1. **更多/更好数据（首选）**：v6 才训 1.02 epoch、val 还在单调降——**同 arch 多喂 FineWeb-edu**（2–3 epoch
   或加更多 10BT 分片）几乎肯定继续降 val，是当前最便宜、最确定的收益。
2. **数据混合（次选，治 transfer 退化）**：v6 暴露了「纯通用数据伤窄分布」（TinyStories transfer 1.11→2.75）。

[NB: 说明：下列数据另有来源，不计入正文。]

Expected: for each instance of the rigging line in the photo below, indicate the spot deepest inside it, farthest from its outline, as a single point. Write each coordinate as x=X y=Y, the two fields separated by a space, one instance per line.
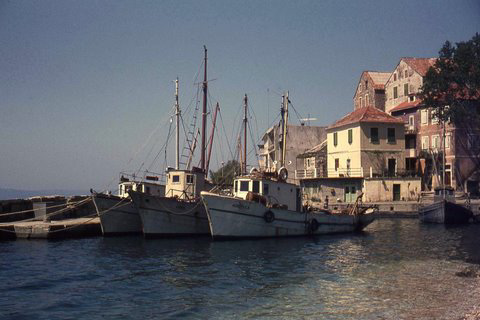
x=164 y=147
x=225 y=132
x=254 y=144
x=154 y=145
x=137 y=152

   若想同时要**连贯性 + 广度**，可上 **TinyStories + FineWeb-edu 混合**语料——但这是为「不退化」服务，不是
   为「更低通用 val」服务，优先级看目标。
3. **更大模型（dim1024+，要 KI-3）**：v6 证明真实语料的信息量对 127M-core 还有富余（val 未饱和）→ 更大模型
   能从同语料榨更多。但 dim1024+ 激活显存上升，需先做 **KI-3 激活重计算**（T12 已列为 bf16 之后的下一个
   显存杠杆）。代价最高，留到「数据这条便宜杠杆榨干后」再上。

**我的判断：v7 先走 1（更多 FineWeb-edu epoch）**——v6 的曲线明确告诉我们「这本语料还没喂够」，在动模型
尺寸（贵、要 KI-3）之前，先把已经铺好的数据轴吃满是性价比最高的下一步。